Cilantro (coriander) is a versatile herb that is essential in many Mexican, Middle-eastern, and Indonesian style recipes. But it is almost always used fresh because it doesn't dry well. It also doesn't keep fresh for very long.
Here are some ways to extend its life in your kitchen so that you will always have its bright flavor on hand (and never again need to throw out wilted cilantro sprigs that you didn't use up in time).
Freezing Cilantro a.k.a. Coriander
If you simply stick a bunch of fresh cilantro into the freezer it will be discolored and mushy when it thaws. Yuck. The reason for this is that enzymes that decompose fresh plant material can survive freezing temperatures and work on the food even while it is in the freezer.
Fortunately, there is a way to freeze fresh cilantro so that it keeps its emerald green color and lovely flavor. You just have to blanch it first.
Blanching kills off those decomposing enzymes. To blanch fresh cilantro/coriander, bring a large pot of water to a boil. Have a big bowl of ice water ready.

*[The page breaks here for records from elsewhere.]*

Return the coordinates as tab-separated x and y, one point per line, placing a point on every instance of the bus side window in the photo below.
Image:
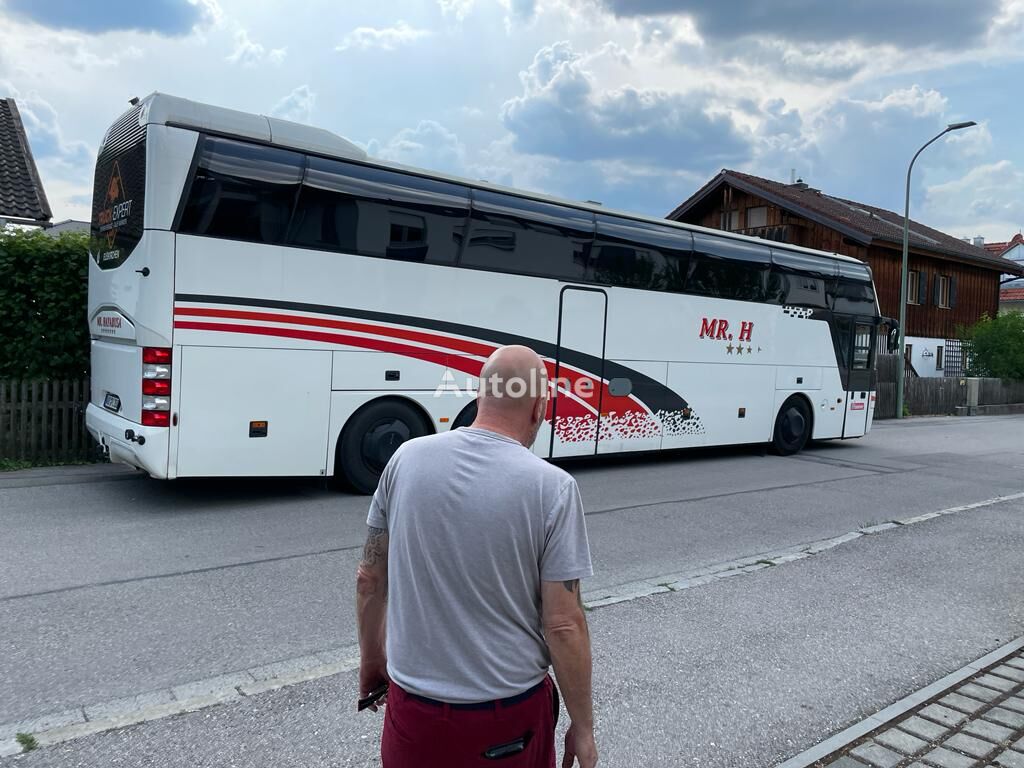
635	254
514	235
242	192
375	212
728	269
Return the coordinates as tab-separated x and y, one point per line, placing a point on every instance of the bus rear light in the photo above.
156	402
157	386
157	354
156	372
156	418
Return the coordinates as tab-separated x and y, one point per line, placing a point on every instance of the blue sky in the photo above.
632	102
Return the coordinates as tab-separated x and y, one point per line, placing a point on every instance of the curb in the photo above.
895	711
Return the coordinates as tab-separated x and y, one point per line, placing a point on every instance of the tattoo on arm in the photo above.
375	550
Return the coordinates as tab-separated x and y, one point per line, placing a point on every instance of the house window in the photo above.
757	216
943	291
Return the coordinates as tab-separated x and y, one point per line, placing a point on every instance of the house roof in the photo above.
22	195
997	249
860	221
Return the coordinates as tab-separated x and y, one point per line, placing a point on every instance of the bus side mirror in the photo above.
893	339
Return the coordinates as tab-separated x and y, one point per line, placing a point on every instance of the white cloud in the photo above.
458	8
987	200
297	105
914	99
387	38
250	53
429	145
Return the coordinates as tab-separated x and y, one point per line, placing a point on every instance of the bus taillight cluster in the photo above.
156	387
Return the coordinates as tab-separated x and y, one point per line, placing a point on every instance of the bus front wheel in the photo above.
793	427
372	436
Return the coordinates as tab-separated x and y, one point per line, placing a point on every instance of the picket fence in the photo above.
44	420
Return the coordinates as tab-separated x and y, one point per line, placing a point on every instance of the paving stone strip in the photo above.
974	719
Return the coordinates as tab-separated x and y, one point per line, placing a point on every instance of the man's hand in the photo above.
580	745
373	674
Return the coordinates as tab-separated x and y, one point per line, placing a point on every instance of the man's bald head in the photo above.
513	392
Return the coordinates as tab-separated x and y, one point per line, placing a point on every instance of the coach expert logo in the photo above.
114	215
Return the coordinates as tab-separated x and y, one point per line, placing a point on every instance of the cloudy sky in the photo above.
632	102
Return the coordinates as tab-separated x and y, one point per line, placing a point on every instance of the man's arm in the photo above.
568	640
371	610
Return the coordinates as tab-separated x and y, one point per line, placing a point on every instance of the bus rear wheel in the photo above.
370	439
793	427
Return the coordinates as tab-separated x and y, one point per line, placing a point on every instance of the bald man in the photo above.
469	590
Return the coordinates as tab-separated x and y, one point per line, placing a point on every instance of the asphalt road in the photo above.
114	588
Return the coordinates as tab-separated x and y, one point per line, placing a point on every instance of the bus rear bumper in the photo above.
110	429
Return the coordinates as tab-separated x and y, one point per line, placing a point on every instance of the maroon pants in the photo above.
418	734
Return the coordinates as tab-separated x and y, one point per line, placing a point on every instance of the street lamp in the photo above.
902	289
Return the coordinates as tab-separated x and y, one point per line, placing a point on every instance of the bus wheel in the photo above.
466	417
793	427
372	436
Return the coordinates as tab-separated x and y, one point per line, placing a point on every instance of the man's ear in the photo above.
540	408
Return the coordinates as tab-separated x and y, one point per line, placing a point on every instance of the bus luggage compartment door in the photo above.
247	412
576	408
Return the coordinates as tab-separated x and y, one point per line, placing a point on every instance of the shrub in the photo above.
997	346
44	331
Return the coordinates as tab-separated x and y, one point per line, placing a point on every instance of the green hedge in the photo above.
997	346
44	332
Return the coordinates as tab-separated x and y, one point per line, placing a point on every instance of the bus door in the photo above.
855	340
576	407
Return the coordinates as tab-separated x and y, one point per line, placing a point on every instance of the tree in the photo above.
997	346
44	331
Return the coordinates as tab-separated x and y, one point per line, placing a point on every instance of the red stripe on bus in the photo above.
608	401
471	347
466	365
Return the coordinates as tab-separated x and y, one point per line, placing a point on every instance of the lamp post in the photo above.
902	286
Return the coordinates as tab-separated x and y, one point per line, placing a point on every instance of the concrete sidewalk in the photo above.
739	672
973	718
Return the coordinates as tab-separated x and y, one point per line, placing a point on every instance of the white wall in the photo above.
923	355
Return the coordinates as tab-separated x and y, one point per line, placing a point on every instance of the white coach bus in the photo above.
264	299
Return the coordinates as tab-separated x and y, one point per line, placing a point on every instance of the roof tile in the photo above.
22	193
870	222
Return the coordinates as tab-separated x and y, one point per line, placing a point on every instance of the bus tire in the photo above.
793	427
371	437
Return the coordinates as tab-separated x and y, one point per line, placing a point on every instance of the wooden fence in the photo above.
44	420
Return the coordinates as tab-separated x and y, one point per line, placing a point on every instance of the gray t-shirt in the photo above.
475	522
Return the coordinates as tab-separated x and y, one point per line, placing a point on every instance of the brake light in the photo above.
156	418
156	387
156	354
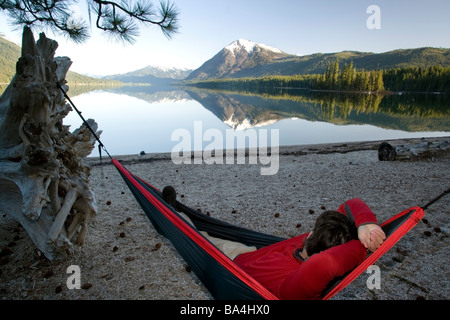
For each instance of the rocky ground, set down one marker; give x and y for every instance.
(125, 258)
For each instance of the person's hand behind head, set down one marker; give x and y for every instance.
(371, 236)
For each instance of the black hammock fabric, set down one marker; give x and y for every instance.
(223, 278)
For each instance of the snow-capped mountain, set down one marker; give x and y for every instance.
(236, 57)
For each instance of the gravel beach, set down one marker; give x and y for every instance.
(125, 258)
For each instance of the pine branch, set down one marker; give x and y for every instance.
(119, 20)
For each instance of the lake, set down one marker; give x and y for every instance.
(155, 120)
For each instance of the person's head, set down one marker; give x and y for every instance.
(169, 195)
(331, 229)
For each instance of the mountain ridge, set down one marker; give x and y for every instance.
(240, 62)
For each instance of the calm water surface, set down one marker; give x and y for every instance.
(135, 119)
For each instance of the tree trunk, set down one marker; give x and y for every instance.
(44, 180)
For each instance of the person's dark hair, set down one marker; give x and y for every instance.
(331, 229)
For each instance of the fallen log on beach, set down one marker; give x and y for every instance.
(387, 152)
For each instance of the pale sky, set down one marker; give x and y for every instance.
(293, 26)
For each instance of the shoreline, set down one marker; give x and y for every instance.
(125, 258)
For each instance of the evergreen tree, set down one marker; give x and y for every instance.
(117, 19)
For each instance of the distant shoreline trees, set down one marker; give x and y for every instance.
(346, 79)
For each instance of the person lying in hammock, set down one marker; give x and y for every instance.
(303, 266)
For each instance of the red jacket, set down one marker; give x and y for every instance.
(286, 276)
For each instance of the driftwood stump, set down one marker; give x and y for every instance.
(387, 152)
(44, 180)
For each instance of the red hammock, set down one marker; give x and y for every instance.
(223, 278)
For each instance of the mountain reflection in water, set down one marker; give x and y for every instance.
(143, 118)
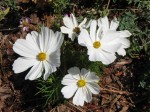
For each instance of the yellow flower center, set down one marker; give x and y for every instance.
(41, 56)
(77, 30)
(81, 83)
(96, 44)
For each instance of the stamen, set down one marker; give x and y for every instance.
(96, 44)
(81, 83)
(77, 30)
(41, 56)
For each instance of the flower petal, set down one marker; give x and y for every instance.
(68, 91)
(55, 42)
(88, 94)
(125, 42)
(79, 98)
(98, 55)
(110, 36)
(32, 39)
(35, 72)
(68, 22)
(48, 69)
(114, 24)
(24, 48)
(75, 72)
(84, 72)
(93, 87)
(92, 77)
(21, 64)
(111, 47)
(68, 80)
(124, 33)
(121, 51)
(93, 30)
(105, 24)
(83, 22)
(84, 38)
(74, 20)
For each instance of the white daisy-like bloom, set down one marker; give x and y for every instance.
(72, 28)
(81, 84)
(41, 51)
(104, 22)
(101, 46)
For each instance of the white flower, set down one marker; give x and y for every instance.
(125, 43)
(71, 26)
(101, 46)
(81, 83)
(39, 51)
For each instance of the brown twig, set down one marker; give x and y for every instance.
(115, 91)
(108, 4)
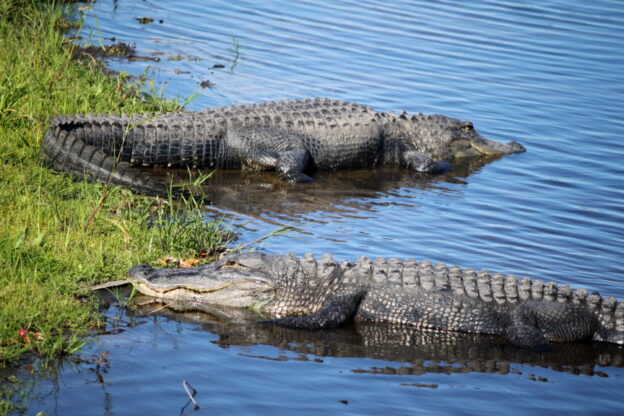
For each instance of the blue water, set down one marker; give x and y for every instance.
(548, 74)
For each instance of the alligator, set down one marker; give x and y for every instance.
(294, 138)
(306, 293)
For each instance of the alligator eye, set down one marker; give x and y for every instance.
(467, 126)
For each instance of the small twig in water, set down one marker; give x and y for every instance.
(191, 392)
(279, 231)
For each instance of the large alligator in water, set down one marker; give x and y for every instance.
(294, 138)
(306, 293)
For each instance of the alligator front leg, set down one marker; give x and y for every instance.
(422, 162)
(534, 324)
(270, 149)
(338, 311)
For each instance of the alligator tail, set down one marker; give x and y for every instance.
(64, 151)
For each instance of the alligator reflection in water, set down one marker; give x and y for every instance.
(349, 192)
(422, 351)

Once the water is boiling, dip your bunch of cilantro into it just until it wilts. This shouldn't take more than a few seconds. You don't want to cook out the flavor of the herb, just kill off those decomposing enzymes.
As soon as the cilantro has wilted, immediately transfer it to the ice water. This eliminates the residual heat that would otherwise continue to cook it.

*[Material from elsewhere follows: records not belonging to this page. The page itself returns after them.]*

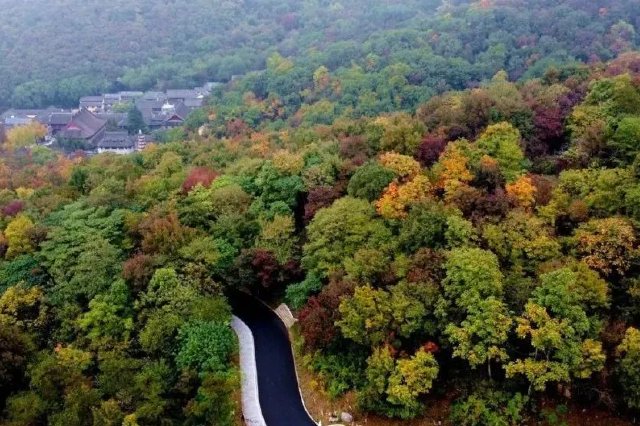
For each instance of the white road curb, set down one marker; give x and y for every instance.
(251, 409)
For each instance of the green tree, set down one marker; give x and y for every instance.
(135, 121)
(338, 232)
(369, 181)
(502, 142)
(205, 346)
(629, 367)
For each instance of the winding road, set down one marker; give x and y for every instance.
(278, 389)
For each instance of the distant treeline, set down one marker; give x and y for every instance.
(54, 54)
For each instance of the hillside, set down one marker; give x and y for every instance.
(55, 52)
(445, 195)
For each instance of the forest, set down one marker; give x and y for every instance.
(448, 236)
(389, 54)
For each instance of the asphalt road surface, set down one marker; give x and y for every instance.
(277, 382)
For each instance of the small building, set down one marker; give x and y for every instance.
(130, 96)
(115, 120)
(175, 96)
(117, 143)
(58, 121)
(22, 117)
(92, 103)
(85, 127)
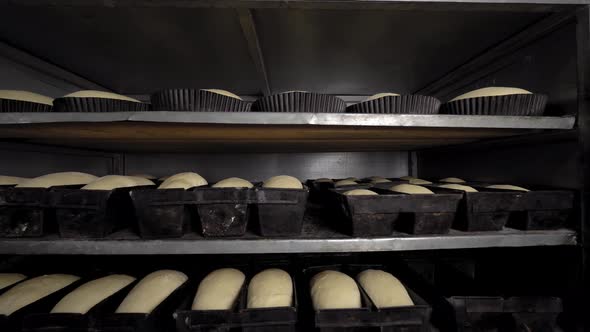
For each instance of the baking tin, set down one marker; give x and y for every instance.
(405, 104)
(299, 102)
(92, 213)
(519, 104)
(74, 104)
(223, 212)
(163, 213)
(280, 212)
(19, 106)
(195, 100)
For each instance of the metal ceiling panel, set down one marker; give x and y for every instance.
(363, 52)
(137, 50)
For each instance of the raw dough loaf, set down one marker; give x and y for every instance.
(360, 192)
(411, 189)
(9, 279)
(223, 93)
(183, 180)
(85, 297)
(507, 187)
(99, 94)
(345, 183)
(233, 183)
(334, 290)
(384, 289)
(492, 91)
(418, 181)
(152, 290)
(26, 96)
(110, 182)
(452, 180)
(283, 181)
(270, 289)
(32, 290)
(58, 179)
(11, 180)
(219, 290)
(381, 95)
(459, 187)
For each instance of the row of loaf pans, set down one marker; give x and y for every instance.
(195, 100)
(485, 210)
(154, 213)
(473, 312)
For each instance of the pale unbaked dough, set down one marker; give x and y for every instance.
(452, 180)
(345, 183)
(269, 289)
(283, 181)
(418, 181)
(507, 187)
(85, 297)
(187, 180)
(384, 289)
(223, 93)
(11, 180)
(492, 91)
(110, 182)
(219, 290)
(32, 290)
(233, 183)
(360, 192)
(99, 94)
(26, 96)
(411, 189)
(334, 290)
(381, 95)
(58, 179)
(458, 187)
(9, 279)
(152, 290)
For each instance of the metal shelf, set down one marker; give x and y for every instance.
(191, 131)
(128, 244)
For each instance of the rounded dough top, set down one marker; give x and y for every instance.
(99, 94)
(85, 297)
(360, 192)
(452, 180)
(418, 181)
(58, 179)
(459, 187)
(188, 180)
(11, 180)
(223, 93)
(382, 94)
(32, 290)
(233, 183)
(411, 189)
(154, 288)
(270, 288)
(334, 290)
(26, 96)
(345, 183)
(492, 91)
(219, 290)
(507, 187)
(110, 182)
(9, 279)
(384, 289)
(283, 181)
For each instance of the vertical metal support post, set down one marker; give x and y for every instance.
(583, 56)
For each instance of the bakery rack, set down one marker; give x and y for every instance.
(349, 48)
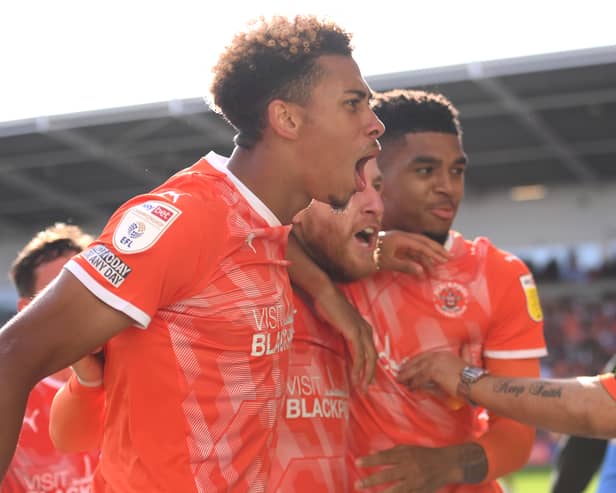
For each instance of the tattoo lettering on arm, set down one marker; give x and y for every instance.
(544, 389)
(507, 387)
(475, 464)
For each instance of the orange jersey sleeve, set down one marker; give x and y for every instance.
(151, 253)
(192, 402)
(516, 330)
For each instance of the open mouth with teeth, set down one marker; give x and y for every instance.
(367, 237)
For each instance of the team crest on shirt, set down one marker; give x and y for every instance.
(532, 297)
(451, 298)
(142, 226)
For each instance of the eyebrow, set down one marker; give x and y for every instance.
(425, 159)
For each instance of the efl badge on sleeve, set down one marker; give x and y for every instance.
(142, 225)
(532, 297)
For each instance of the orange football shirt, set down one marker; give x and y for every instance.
(483, 298)
(193, 400)
(37, 466)
(311, 451)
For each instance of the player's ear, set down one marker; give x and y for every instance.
(284, 118)
(23, 302)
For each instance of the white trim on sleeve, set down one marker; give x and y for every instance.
(107, 297)
(516, 353)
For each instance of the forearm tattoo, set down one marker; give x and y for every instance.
(539, 389)
(475, 464)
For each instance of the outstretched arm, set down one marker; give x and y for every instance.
(580, 406)
(64, 323)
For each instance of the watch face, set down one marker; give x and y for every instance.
(471, 374)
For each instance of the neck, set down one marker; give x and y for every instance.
(270, 175)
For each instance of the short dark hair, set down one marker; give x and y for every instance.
(47, 245)
(275, 59)
(409, 111)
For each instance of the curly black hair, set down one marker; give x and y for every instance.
(46, 246)
(409, 111)
(274, 59)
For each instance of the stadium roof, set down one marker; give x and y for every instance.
(539, 120)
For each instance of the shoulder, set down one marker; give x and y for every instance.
(501, 262)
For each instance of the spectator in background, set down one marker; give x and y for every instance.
(187, 285)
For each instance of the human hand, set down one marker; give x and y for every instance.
(411, 253)
(89, 369)
(441, 368)
(413, 469)
(334, 308)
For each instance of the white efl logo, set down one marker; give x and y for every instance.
(31, 420)
(143, 225)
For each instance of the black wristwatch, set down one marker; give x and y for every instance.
(468, 376)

Pat the blanched cilantro dry. Strip the leaves off the stems and transfer to freezer bags and freeze. Tip: spread the leaves thinly in the bags and store flat. This will enable you to break off just what you need when you want to use some - but not all - of a bag of frozen herbs.

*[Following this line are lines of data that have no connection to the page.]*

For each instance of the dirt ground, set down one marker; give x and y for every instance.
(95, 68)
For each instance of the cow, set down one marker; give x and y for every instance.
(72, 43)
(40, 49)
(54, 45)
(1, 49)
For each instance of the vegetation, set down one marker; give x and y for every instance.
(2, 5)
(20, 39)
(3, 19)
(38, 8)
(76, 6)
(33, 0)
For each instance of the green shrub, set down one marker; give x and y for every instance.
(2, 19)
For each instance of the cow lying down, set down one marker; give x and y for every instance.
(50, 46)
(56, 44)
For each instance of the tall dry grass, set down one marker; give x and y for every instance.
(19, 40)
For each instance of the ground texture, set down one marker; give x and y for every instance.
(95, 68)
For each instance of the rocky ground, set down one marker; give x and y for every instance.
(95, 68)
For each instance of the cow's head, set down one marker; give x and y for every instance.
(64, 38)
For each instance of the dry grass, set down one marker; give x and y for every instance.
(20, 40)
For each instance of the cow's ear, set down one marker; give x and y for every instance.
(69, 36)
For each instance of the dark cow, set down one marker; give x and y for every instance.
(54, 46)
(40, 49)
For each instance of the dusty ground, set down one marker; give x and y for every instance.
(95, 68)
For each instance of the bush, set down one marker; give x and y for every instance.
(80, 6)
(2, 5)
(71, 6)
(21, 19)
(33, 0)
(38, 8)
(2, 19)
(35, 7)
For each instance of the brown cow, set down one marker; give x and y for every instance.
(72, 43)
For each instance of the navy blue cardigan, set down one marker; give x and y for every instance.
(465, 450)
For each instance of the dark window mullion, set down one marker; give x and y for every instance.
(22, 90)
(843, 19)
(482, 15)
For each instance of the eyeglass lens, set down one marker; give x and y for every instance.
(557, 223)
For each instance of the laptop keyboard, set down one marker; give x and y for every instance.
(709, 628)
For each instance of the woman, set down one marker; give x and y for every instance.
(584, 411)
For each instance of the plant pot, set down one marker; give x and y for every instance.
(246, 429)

Freezing Cilantro Oil or Pesto
The blanching method above is the first step to ensuring your cilantro oil or pesto comes out of the freezer with the same vibrant color and taste that freshly made pesto or herbal oil has.
After you've blanched, chilled, and patted your cilantro sprigs dry, coarsely chop them, tender stems and all. Put them in a blender or food processor and puree, adding enough extra-virgin olive oil to make a smooth, somewhat liquid paste.
You can also use the blanched leaves to make your favorite pesto recipe before freezing.
If you just dump your oil or pesto into a big freezer container and freeze it, you'll have to take out the whole brick of pesto or oil and use it within a week. Better is to freeze it in small containers, or even better use one of the following two methods.
Freezing Pesto or Herbal Oil in Freezer Bags
Pour or spoon your oil or pesto into freezer bags. Put in just enough to cover the surface of the bag when it is horizontal. Freeze flat (horizontal). What you'll end up with is a pesto "pancake" from which you can break off just what you need (thank you, Barbara Kingsolver, for this tip).
Freezing Pesto or Herbal Oil in Freezer Containers
Alternatively, fill ice cube trays with your cilantro oil or pesto. Freeze, then pop out the cubes and transfer them to freezer containers (or freezer bags). Each cube will be approximately 1 tablespoon of herbal oil or pesto.
To make cilantro butter, use 1/4 cup of finely chopped fresh cilantro leaves in this basic herb butter recipe.
Finely chop a bunch of fresh cilantro. I include the stems and take some help from the food processor to mince them. Measure the chopped cilantro by loosely packing it into a measuring cup. For every 4 parts fresh, chopped cilantro (by volume), add 1 part kosher or other coarse, non-iodized salt. Mix well and store in tightly covered glass jars in the refrigerator for up to 1 year. Use anywhere cilantro flavor is welcome, leaving out any other salt called for in the recipe.